Let me just say this about Melky Cabrera:  I didn't hate him, and I don't hate him now.  I can say that even though he doped up AND even though he used to be a Yankee.  (Chris Stewart is now a Yankee, and I don't hate him, and I have always love Sabathia, so I think the Yankee hatred lies in their leadership...no, I don't like A-Rod, either.)  Honestly, I was sort of ambivalent about him.  I liked the idea that we got a better batter for an awful pitcher (Sanchez), but I'm sure that now someone in Kansas City is getting the last laugh on that one.  I was probably more hurt by Mota getting suspended for his drug use than Melky, because I didn't know Melky as well.  But any drug use is not okay.  When Mota comes back, I'll treat his bullpen time like I did Bonds' at-bats, with silence.  I will pause the passion and look away.  And I'll do the same for Melky.

I too have questions on how this could happen, and what the Giants (or any other ball club) could do to stop it in the future.  It all comes down to this--do you assume that any phenomenal player is using something as a crutch?  Should we presume guilt on Jeter, Fielder, Wright, Vogelsong, Cain, Dickey, Harper, Pence, Sandoval, Strasburg, etc, etc, ad nauseum?  What then, would be the magic number?  What's "too good" for you?

I didn't hate Melky.  But I was bored by him.  I'm not bored by the Giants, or baseball, in general.  Only if the player is too good am I bored.  Show me your humanity and I'm interested.  Which, remarkably, sort of makes the guys who take the shortcuts perfect for the job in my eyes, if it weren't for my love of integrity as well, and my hatred for shortcuts.

*****

As a side-note, I promised that this post would be about writing as well.

In the past couple of months we've heard some pretty wild things from the political ad campaigns and from non-fiction writers fabricating certain things in their books.  I won't point fingers; you've probably read/heard about them from MSNBC, Fox News, or other news organizations.  It makes it difficult for me to care about current events, or to pick up a memoir without wondering how much of it is a shortcut to get me, the reader, to pick it up.

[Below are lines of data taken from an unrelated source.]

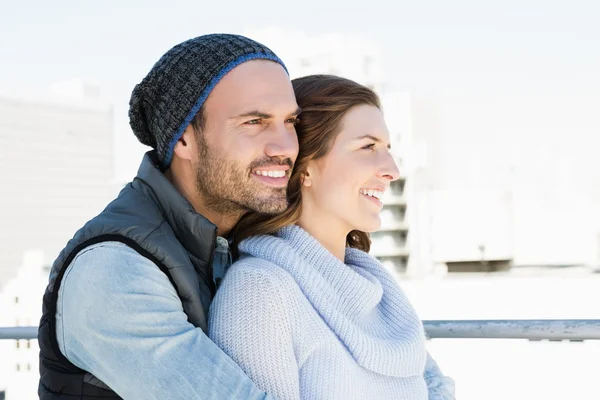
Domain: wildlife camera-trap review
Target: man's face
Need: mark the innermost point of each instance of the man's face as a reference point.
(249, 144)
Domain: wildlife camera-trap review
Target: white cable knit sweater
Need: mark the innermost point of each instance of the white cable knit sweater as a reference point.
(302, 324)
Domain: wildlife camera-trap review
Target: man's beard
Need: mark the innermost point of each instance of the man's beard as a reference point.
(226, 186)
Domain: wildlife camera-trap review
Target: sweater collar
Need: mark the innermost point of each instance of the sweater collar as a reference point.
(359, 301)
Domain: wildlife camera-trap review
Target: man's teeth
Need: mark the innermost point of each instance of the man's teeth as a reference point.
(378, 194)
(271, 174)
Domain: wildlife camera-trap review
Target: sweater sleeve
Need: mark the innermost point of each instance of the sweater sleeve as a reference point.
(440, 387)
(251, 320)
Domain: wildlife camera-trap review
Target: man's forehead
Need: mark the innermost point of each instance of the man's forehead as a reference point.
(262, 85)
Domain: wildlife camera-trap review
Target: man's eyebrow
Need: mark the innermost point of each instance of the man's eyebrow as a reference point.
(255, 114)
(373, 138)
(263, 115)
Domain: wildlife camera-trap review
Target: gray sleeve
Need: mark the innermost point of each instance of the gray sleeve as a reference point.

Does that mean I'm going to give up on current events?
Does that mean I'm going to only read novels?  (Hmm, that's a thoug--juuuust kidding...)
Does that mean I'm going to give up baseball?

Lack of integrity, and the short ride instead of run to the finish line, could ruin the journey.  Or it could pinpoint who I cheer for.  I'm still cheering for the Giants, but not all of them.  I'm still reading books, but not all of them.  And I'm still following current events, but not all of them.

After all, I have my own race to run.  And I can't afford a shortcut.

Sit down.  Shut up.  And hang on, dear reader.